自動車のエンジンルーム内には、スムーズな走行を支える様々なシステムが存在します。その中でも、「PCVシステム」は、エンジン性能と環境保護の両面で重要な役割を担っています。PCVとはPositive Crankcase Ventilationの略称で、日本語では「ブローバイガス還元装置」と呼ばれます。

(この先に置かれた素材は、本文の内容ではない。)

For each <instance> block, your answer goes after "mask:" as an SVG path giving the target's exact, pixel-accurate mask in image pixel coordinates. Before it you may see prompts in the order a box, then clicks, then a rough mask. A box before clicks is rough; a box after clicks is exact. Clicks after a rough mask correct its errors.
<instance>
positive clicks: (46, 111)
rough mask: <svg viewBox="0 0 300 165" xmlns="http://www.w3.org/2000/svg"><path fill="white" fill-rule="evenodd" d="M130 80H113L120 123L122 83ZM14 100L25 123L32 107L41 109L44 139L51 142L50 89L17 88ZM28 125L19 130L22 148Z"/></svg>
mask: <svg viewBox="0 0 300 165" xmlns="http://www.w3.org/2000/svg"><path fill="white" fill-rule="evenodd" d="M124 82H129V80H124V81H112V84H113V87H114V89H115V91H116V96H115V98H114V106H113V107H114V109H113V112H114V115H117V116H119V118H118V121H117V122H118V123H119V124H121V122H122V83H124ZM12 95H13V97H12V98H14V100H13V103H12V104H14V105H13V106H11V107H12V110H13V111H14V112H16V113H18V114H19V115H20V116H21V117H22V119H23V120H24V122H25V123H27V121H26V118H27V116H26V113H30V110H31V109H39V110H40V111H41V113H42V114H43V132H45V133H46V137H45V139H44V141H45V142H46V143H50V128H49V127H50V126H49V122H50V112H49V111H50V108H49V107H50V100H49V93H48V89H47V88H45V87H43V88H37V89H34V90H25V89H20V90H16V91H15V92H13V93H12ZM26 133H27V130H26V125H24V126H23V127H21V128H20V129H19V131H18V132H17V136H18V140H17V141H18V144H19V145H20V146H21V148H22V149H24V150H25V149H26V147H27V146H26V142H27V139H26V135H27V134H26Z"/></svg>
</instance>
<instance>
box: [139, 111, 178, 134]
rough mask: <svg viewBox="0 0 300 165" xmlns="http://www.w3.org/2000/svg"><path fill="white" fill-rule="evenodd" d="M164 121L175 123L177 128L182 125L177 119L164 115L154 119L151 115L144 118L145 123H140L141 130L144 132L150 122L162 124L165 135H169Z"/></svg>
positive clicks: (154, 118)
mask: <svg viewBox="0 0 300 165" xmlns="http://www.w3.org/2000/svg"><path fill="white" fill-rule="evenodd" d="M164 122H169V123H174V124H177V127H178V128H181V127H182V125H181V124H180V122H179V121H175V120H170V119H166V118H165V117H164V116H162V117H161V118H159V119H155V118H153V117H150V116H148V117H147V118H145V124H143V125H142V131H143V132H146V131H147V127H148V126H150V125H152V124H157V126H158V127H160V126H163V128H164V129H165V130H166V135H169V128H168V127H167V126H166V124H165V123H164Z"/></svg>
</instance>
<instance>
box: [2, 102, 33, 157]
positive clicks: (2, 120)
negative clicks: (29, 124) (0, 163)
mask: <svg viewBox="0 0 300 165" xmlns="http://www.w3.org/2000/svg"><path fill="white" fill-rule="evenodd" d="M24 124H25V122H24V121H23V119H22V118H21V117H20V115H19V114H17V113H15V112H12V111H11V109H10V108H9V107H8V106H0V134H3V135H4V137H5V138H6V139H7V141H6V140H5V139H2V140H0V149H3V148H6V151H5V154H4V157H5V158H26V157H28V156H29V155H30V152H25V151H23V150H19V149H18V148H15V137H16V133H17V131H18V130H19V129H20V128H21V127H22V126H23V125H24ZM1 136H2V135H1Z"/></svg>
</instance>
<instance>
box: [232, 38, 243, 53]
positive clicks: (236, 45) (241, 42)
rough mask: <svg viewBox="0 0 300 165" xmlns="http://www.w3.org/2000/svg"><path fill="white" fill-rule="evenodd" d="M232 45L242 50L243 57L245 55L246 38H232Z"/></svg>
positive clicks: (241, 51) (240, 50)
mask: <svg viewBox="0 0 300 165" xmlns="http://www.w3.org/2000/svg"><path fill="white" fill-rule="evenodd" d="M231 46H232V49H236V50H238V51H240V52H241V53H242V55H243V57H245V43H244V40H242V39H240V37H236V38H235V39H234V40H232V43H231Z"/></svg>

エンジンの燃焼サイクルにおいて、ピストンリングとシリンダーの間からは、未燃焼ガスやオイルミストを含むガスが発生します。これが「ブローバイガス」です。かつては、ブローバイガスは大気中に直接放出されていましたが、大気汚染の原因となることから、現在ではPCVシステムによってエンジン内部へと還元されるようになりました。

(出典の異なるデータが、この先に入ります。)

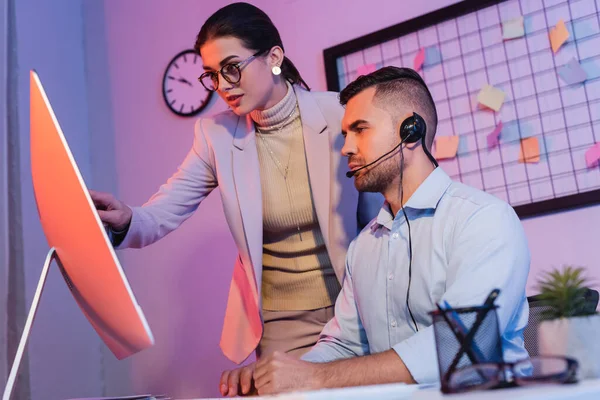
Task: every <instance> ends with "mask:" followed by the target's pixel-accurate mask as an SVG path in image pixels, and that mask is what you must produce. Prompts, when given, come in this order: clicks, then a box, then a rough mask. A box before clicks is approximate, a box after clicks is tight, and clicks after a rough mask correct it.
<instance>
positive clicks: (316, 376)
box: [254, 351, 321, 396]
mask: <svg viewBox="0 0 600 400" xmlns="http://www.w3.org/2000/svg"><path fill="white" fill-rule="evenodd" d="M320 367H321V366H320V365H319V364H316V363H310V362H307V361H301V360H298V359H297V358H294V357H291V356H289V355H287V354H285V353H281V352H278V351H276V352H274V353H273V354H272V355H270V356H267V357H264V358H262V359H261V360H260V361H258V362H257V364H256V370H255V371H254V385H255V386H256V388H257V389H258V394H260V395H261V396H262V395H266V394H275V393H282V392H291V391H296V390H312V389H318V388H319V387H320V383H319V382H320Z"/></svg>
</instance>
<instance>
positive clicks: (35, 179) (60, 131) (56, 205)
mask: <svg viewBox="0 0 600 400" xmlns="http://www.w3.org/2000/svg"><path fill="white" fill-rule="evenodd" d="M30 124H31V126H30V130H31V132H30V135H31V139H30V140H31V143H30V145H31V174H32V179H33V189H34V194H35V200H36V204H37V208H38V213H39V217H40V221H41V225H42V228H43V230H44V234H45V235H46V239H47V241H48V245H49V247H50V251H49V253H48V257H47V259H46V263H45V265H44V267H43V268H42V274H41V277H40V281H39V283H38V287H37V290H36V293H35V295H34V299H33V302H32V305H31V309H30V311H29V315H28V317H27V321H26V323H25V329H24V331H23V334H22V337H21V342H20V343H19V348H18V350H17V355H16V357H15V361H14V363H13V368H12V370H11V373H10V375H9V379H8V382H7V387H6V389H5V392H4V396H3V399H4V400H8V398H9V397H10V392H11V390H12V386H13V385H14V380H15V377H16V373H17V370H18V367H19V364H20V361H21V358H22V356H23V350H24V347H25V344H26V342H27V339H28V337H29V331H30V330H31V325H32V323H33V319H34V316H35V312H36V310H37V305H38V303H39V301H40V297H41V294H42V290H43V286H44V282H45V279H46V276H47V273H48V269H49V266H50V265H51V263H52V261H53V260H54V261H56V264H57V265H58V267H59V269H60V271H61V273H62V274H63V277H64V278H65V281H66V283H67V287H68V290H70V291H71V293H72V294H73V297H74V298H75V301H76V302H77V304H78V305H79V307H80V308H81V311H82V312H83V314H84V315H85V316H86V317H87V319H88V321H89V322H90V323H91V324H92V326H93V328H94V329H95V330H96V332H97V333H98V335H99V336H100V338H101V339H102V340H103V341H104V343H105V344H106V346H107V347H108V348H109V349H110V350H111V351H112V353H113V354H114V355H115V357H116V358H117V359H119V360H120V359H123V358H126V357H128V356H130V355H132V354H135V353H137V352H139V351H141V350H143V349H146V348H148V347H150V346H152V345H153V344H154V339H153V336H152V332H151V331H150V327H149V326H148V323H147V322H146V318H145V317H144V313H143V312H142V310H141V308H140V307H139V305H138V303H137V301H136V299H135V296H134V294H133V292H132V290H131V287H130V286H129V283H128V281H127V278H126V277H125V274H124V273H123V269H122V267H121V264H120V263H119V260H118V258H117V256H116V254H115V251H114V249H113V247H112V245H111V243H110V241H109V239H108V236H107V234H106V231H105V229H104V226H103V224H102V221H100V217H99V216H98V213H97V211H96V208H95V206H94V203H93V201H92V199H91V197H90V195H89V193H88V190H87V187H86V185H85V182H84V180H83V178H82V176H81V173H80V172H79V168H78V167H77V164H76V163H75V160H74V158H73V155H72V153H71V150H70V149H69V145H68V144H67V141H66V140H65V137H64V135H63V133H62V130H61V128H60V125H59V123H58V120H57V118H56V115H55V114H54V111H53V110H52V106H51V105H50V101H49V100H48V96H47V95H46V93H45V91H44V88H43V86H42V83H41V82H40V78H39V76H38V74H37V73H36V72H35V71H31V72H30Z"/></svg>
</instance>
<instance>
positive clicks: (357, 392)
mask: <svg viewBox="0 0 600 400" xmlns="http://www.w3.org/2000/svg"><path fill="white" fill-rule="evenodd" d="M253 399H257V400H259V399H265V400H267V399H277V400H331V399H348V400H355V399H373V400H392V399H394V400H404V399H406V400H442V399H443V400H475V399H485V400H500V399H510V400H519V399H523V400H559V399H560V400H562V399H568V400H599V399H600V379H597V380H588V381H583V382H580V383H577V384H574V385H547V386H542V385H539V386H531V387H521V388H512V389H501V390H486V391H477V392H472V393H464V394H455V395H444V394H443V393H442V392H440V390H439V388H438V387H423V388H421V387H418V386H416V385H403V384H393V385H379V386H364V387H355V388H345V389H332V390H319V391H314V392H301V393H289V394H281V395H277V396H263V397H253ZM196 400H210V399H196Z"/></svg>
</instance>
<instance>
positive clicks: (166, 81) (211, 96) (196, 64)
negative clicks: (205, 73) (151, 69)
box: [163, 50, 213, 117]
mask: <svg viewBox="0 0 600 400" xmlns="http://www.w3.org/2000/svg"><path fill="white" fill-rule="evenodd" d="M202 72H204V71H203V70H202V58H200V55H199V54H198V53H196V51H194V50H184V51H182V52H181V53H179V54H177V55H176V56H175V57H173V60H171V62H170V63H169V65H168V66H167V69H166V71H165V75H164V77H163V97H164V99H165V102H166V103H167V106H168V107H169V109H170V110H171V111H173V112H174V113H175V114H177V115H181V116H184V117H189V116H192V115H196V114H198V113H199V112H200V111H202V110H203V109H204V107H206V106H207V105H208V102H209V101H210V98H211V97H212V95H213V92H210V91H208V90H206V89H205V88H204V86H202V84H201V83H200V82H198V77H199V76H200V75H201V74H202Z"/></svg>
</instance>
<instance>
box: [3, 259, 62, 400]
mask: <svg viewBox="0 0 600 400" xmlns="http://www.w3.org/2000/svg"><path fill="white" fill-rule="evenodd" d="M53 260H56V262H57V264H58V265H59V267H60V261H59V259H58V255H57V254H56V249H55V248H54V247H53V248H51V249H50V251H49V252H48V255H47V256H46V262H45V263H44V267H43V268H42V274H41V276H40V280H39V282H38V286H37V289H36V290H35V294H34V296H33V302H32V303H31V307H30V308H29V314H27V321H26V322H25V328H24V329H23V334H22V335H21V340H20V341H19V347H18V348H17V354H16V355H15V360H14V361H13V365H12V368H11V369H10V373H9V375H8V381H6V388H4V394H3V395H2V400H10V395H11V393H12V390H13V388H14V385H15V380H16V378H17V372H18V371H19V365H21V360H22V359H23V353H24V352H25V345H26V344H27V340H28V339H29V333H30V332H31V325H32V324H33V319H34V318H35V314H36V312H37V308H38V305H39V304H40V297H41V296H42V291H43V290H44V285H45V283H46V278H47V277H48V270H49V269H50V264H52V261H53ZM60 269H61V271H63V275H64V270H63V269H62V268H60ZM65 278H67V277H66V276H65ZM69 283H70V281H69V280H68V279H67V284H69ZM69 286H70V285H69Z"/></svg>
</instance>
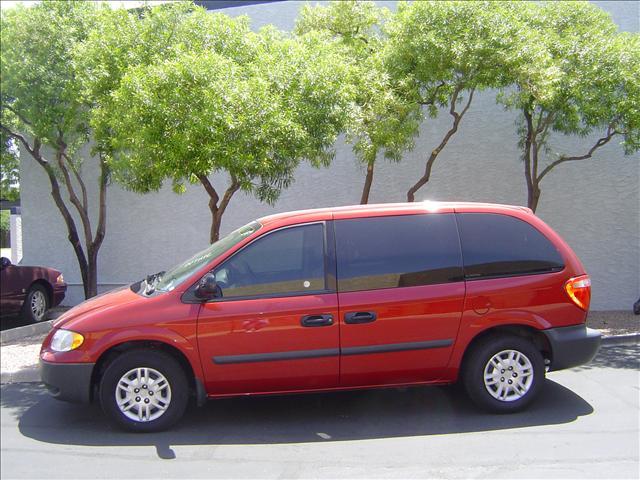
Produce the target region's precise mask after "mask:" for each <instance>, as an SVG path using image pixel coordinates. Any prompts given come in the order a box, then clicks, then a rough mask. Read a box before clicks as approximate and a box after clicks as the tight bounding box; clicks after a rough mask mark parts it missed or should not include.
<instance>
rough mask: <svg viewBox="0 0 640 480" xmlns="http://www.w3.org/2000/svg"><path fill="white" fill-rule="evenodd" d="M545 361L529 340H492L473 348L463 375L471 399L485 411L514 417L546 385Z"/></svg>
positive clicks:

PCVシステムは、ブローバイガスを吸気系に戻し、再び燃焼させることで、排気ガス中の有害物質を低減します。同時に、エンジンオイルの劣化も抑制し、エンジンの寿命を延ばす効果もあります。 PCVシステムは、目立たないながらも、環境保護とエンジン性能の維持に大きく貢献していると言えるでしょう。
エンジンオイル寿命への影響

エンジンオイルの寿命は、様々な要因によって左右されますが、クローズド式ベンチレーションシステムもまた、無視できない影響を与えます。 従来のオープン式システムでは、クランクケース内で発生したブローバイガスが、大気中に直接放出されていました。このブローバイガスには、未燃焼燃料や水分、スラッジなどの不純物が含まれており、これらがエンジンオイルに混入することで、オイルの劣化を早めてしまう原因となっていました。 一方、クローズド式ベンチレーションシステムでは、ブローバイガスを吸気系に戻して再燃焼させるため、エンジンオイルへの不純物の混入を大幅に抑制することができます。 その結果、エンジンオイルの酸化やスラッジの発生が抑えられ、オイルの寿命が延びることにつながります。 つまり、クローズド式ベンチレーションシステムは、エンジンの性能維持だけでなく、環境保護とエンジンオイルの長寿命化にも貢献していると言えるでしょう。
環境への配慮

クローズド式ベンチレーションは、環境負荷低減にも大きく貢献しています。従来のオープン式では、エンジン内部の有害なガスが大気中に直接放出されていました。しかし、クローズド式はこれらのガスを回収し、再循環させることで大気汚染を抑制します。これは、年々厳しさを増す排出ガス規制への対応策としても有効です。さらに、燃料の燃焼効率を高める効果も期待できるため、二酸化炭素排出量の削減にもつながります。このように、クローズド式ベンチレーションは、高性能化だけでなく、地球環境の保全にも寄与する、まさに次世代のエンジン技術と言えるでしょう。